Psychosoziale Risiken
Stress am Arbeitsplatz kostet Milliarden – was sind die Folgen?
JA – 05/2025
Erstmals wurden in einer
europäischen Studie die wirtschaftlichen Folgen von Stress am Arbeitsplatz beziffert.
Die Studie des Europäischen
Gewerkschaftsinstituts (ETUI) beleuchtet
die gravierenden finanziellen Konsequenzen psychosozialer Arbeitsbelastungen für
die Europäische Union (EU). Besonders alarmierend: Durch belastende
Arbeitsbedingungen verursachte Depressionen führen jährlich zu Kosten von über
100 Milliarden Euro, wobei Arbeitgeber durch Arbeitsausfälle mehr als 80
Prozent der finanziellen Lasten tragen.
Risikofaktoren am Arbeitsplatz
Die Studie identifiziert
fünf zentrale psychosoziale Risikofaktoren am Arbeitsplatz, die einen
erheblichen Einfluss auf die psychische und physische Gesundheit der
Arbeitnehmer und Arbeitnehmerinnen haben.
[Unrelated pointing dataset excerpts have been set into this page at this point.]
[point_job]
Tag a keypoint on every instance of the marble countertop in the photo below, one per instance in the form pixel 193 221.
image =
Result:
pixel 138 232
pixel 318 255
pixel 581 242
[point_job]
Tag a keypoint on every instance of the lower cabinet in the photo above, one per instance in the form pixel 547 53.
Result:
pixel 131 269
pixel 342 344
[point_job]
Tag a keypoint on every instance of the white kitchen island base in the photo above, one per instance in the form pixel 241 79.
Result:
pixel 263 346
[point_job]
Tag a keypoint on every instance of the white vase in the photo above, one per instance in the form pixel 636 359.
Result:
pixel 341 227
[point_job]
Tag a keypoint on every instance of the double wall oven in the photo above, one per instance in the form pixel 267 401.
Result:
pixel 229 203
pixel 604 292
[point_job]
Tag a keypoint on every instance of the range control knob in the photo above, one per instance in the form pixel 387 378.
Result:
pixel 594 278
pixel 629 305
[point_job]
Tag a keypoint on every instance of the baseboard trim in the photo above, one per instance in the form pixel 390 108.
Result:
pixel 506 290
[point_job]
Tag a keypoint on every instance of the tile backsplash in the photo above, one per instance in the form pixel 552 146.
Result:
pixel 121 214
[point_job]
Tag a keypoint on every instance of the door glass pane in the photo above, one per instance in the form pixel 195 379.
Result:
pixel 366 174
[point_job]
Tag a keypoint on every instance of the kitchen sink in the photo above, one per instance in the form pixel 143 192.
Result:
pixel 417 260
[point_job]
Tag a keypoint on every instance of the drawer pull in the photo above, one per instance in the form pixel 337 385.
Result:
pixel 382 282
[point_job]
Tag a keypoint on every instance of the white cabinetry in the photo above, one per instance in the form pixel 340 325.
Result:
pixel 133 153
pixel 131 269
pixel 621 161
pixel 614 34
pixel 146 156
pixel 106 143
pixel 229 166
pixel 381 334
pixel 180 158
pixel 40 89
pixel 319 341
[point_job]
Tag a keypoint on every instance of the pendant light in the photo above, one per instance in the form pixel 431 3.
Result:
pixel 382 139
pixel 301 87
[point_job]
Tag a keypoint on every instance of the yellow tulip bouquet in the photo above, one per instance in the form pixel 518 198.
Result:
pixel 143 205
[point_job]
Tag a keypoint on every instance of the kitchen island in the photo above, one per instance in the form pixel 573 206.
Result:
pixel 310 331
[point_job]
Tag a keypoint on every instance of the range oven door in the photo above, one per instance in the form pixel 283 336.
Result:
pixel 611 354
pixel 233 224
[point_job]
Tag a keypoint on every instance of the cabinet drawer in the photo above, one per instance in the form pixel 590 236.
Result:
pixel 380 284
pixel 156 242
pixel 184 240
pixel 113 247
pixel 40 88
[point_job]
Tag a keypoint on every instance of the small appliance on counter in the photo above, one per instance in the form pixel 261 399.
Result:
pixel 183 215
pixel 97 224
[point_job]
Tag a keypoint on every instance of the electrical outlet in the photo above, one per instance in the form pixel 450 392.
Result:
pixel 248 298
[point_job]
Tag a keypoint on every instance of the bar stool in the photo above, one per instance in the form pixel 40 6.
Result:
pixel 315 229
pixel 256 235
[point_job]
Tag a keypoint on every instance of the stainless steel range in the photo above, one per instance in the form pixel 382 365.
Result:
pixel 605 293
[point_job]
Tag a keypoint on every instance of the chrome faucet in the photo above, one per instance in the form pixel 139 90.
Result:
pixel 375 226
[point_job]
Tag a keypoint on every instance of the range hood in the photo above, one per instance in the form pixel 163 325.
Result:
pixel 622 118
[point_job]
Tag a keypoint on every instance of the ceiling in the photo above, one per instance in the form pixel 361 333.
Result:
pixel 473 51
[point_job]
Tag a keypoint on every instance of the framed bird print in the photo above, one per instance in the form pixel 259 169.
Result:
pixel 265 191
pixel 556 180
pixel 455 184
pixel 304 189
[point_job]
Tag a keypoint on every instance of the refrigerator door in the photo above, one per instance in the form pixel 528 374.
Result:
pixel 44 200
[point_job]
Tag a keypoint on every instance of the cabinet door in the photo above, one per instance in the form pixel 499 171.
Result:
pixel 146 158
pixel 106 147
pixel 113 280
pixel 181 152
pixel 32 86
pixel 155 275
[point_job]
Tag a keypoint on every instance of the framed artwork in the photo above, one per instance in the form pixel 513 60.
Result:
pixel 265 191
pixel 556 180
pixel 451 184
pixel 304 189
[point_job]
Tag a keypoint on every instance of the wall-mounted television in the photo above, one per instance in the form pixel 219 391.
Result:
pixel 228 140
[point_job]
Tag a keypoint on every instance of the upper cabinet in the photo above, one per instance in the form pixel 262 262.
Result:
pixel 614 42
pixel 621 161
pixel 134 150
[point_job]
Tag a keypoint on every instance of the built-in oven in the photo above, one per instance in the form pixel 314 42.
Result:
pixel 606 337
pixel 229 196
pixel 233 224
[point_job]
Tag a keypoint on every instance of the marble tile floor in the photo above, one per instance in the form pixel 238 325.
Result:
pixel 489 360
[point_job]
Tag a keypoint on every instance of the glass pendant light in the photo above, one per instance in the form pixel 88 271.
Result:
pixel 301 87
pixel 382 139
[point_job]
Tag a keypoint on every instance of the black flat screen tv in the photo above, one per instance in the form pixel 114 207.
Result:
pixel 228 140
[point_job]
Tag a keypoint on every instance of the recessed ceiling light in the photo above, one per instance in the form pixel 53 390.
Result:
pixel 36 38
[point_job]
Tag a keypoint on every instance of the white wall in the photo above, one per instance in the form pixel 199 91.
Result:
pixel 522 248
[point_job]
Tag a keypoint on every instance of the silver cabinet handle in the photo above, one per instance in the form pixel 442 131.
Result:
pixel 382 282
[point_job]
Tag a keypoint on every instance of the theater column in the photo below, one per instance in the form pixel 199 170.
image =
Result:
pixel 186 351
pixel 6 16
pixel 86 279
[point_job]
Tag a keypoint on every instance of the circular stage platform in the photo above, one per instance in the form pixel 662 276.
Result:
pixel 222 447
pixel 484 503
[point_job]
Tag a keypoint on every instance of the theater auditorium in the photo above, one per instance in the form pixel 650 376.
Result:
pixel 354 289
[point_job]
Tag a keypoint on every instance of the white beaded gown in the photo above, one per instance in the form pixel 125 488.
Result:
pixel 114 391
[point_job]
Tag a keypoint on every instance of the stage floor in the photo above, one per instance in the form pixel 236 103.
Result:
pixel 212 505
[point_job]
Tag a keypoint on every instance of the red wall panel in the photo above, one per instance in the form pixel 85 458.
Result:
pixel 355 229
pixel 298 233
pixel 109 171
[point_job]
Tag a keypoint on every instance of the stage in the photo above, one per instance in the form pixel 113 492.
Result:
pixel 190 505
Dazu zählen eine hohe
Arbeitsbelastung bei geringer Autonomie, überlange Arbeitszeiten von mehr als
55 Stunden pro Woche, mangelndes Vertrauen in die Arbeitsplatzsicherheit, ein
Ungleichgewicht zwischen Arbeitsaufwand und Belohnung sowie Mobbing am
Arbeitsplatz. Diese Faktoren unterstreichen die Notwendigkeit eines verstärkten
politischen und unternehmerischen Handelns zum Schutz der Beschäftigten und zur
Förderung eines gesunden Arbeitsumfelds.
Gesamtkosten durch psychosoziale Risiken
Besonders betroffen sind
Frankreich, Belgien, Finnland und die Niederlande – hier fallen die Kosten für
Depressionen pro 100.000 Beschäftigte besonders hoch aus und liegen zum Teil
über 16 Millionen Euro pro 100.000 Beschäftigte. Die Studie zeigt auch, dass
Arbeitgeber den größten Teil der wirtschaftlichen Last tragen, indem sie für
Arbeitsfälle aufkommen müssen. Psychosoziale Belastungen führen nicht nur zu
krankheitsbedingten Fehlzeiten, sondern auch zum sogenannten Präsentismus.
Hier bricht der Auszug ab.